- Born: 1922
- Died: 1980 (aged 57–58) Los Angeles, USA
- Occupations: Lawyer; Businesspeople; Journalist;

= Moussa Kermanian =

Iranian businessman (1922–1980)

Moussa Kermanian (1922–1980) was one of the leading Iranian Jewish community leaders, a lawyer, businessman and journalist. He was the secretary of the Jewish Community of Iran. He is known for his attempts to save his fellow Iranian Jews following the regime change in the country in 1979.

==Biography==
Kermanian was born in 1922. In 1943 he established and headed a youth club called Kanun-e Javanan-e Iran (Persian: Iranian Youth Club). He received a degree in law.

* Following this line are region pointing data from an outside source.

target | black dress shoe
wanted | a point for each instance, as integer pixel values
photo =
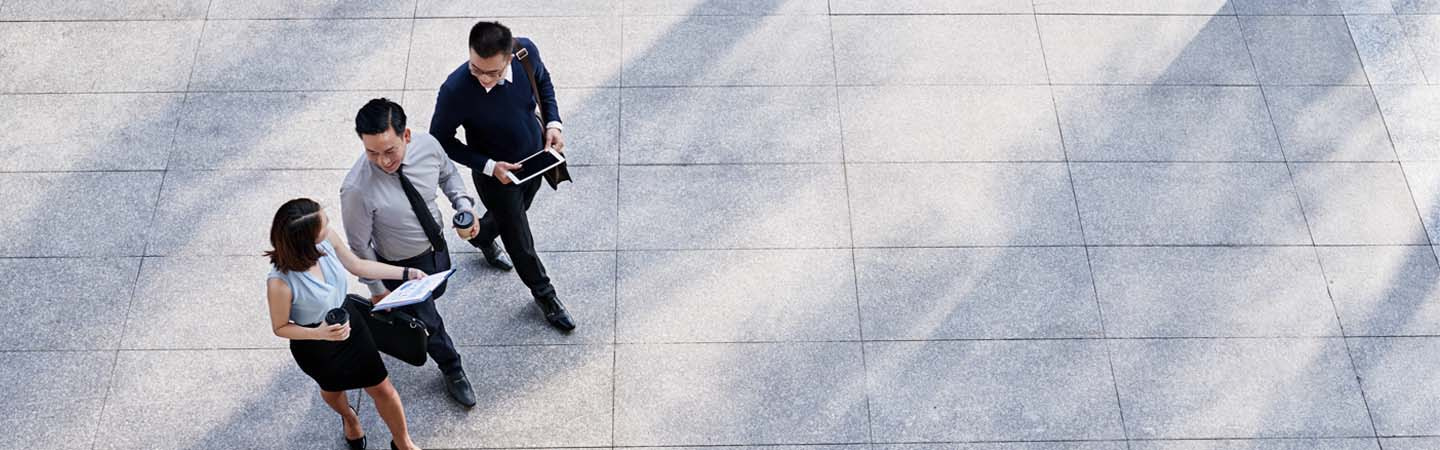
(354, 443)
(494, 256)
(555, 313)
(458, 387)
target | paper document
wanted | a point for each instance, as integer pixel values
(414, 292)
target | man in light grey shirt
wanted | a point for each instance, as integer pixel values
(388, 206)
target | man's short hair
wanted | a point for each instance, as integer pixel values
(490, 38)
(379, 116)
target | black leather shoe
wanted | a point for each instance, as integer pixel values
(555, 313)
(353, 443)
(494, 256)
(458, 387)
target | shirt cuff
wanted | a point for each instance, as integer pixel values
(465, 204)
(376, 287)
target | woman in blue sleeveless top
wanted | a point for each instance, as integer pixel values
(308, 280)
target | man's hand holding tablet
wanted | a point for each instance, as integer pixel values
(529, 168)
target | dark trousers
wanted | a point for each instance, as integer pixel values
(439, 345)
(507, 217)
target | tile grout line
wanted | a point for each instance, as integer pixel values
(1390, 137)
(850, 225)
(615, 297)
(785, 248)
(1305, 217)
(1085, 241)
(726, 165)
(723, 87)
(653, 343)
(154, 214)
(1325, 276)
(722, 15)
(791, 250)
(405, 78)
(1404, 41)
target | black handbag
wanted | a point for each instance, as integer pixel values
(395, 332)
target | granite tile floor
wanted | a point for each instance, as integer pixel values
(795, 224)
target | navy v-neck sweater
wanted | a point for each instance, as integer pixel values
(498, 124)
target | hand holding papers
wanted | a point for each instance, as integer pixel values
(414, 292)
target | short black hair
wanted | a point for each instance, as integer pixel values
(294, 234)
(379, 116)
(490, 38)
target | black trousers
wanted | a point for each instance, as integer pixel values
(507, 217)
(439, 345)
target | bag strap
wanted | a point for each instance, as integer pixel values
(530, 74)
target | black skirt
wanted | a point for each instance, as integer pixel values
(343, 365)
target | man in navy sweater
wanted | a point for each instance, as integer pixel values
(491, 97)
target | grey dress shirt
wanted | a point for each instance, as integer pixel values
(376, 214)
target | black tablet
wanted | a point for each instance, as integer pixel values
(536, 165)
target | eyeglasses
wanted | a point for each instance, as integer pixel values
(491, 74)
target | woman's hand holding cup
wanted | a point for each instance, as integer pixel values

He was one of the early Iranian Jews who advocated the rights of the group during the Pahlavi regime. He served as the secretary of the Jewish Community of Iran. He published various articles about the history and status of Jews in Iran and launched a newspaper, Alam-i Yahud (Persian: The Jewish World), in Iran. Kermanian left Iran before 1979 and started his real estate company in Los Angeles which he managed with his son, Sam.

Kermanian organized a meeting with American President Jimmy Carter at the White House in 1980 and headed the delegation composed of the Iranian Jews who left Iran because of the negative conditions as a result of the religious government established in 1979. Kermanian was assisted by his son, Sam, in this activity. This meeting made it possible for the Iranian Jews to settle in the USA.

Kermanian died of a heart attack in 1980. As of 2001 his son, Sam, was the president of the Iranian-American Jewish Federation based in West Hollywood, California.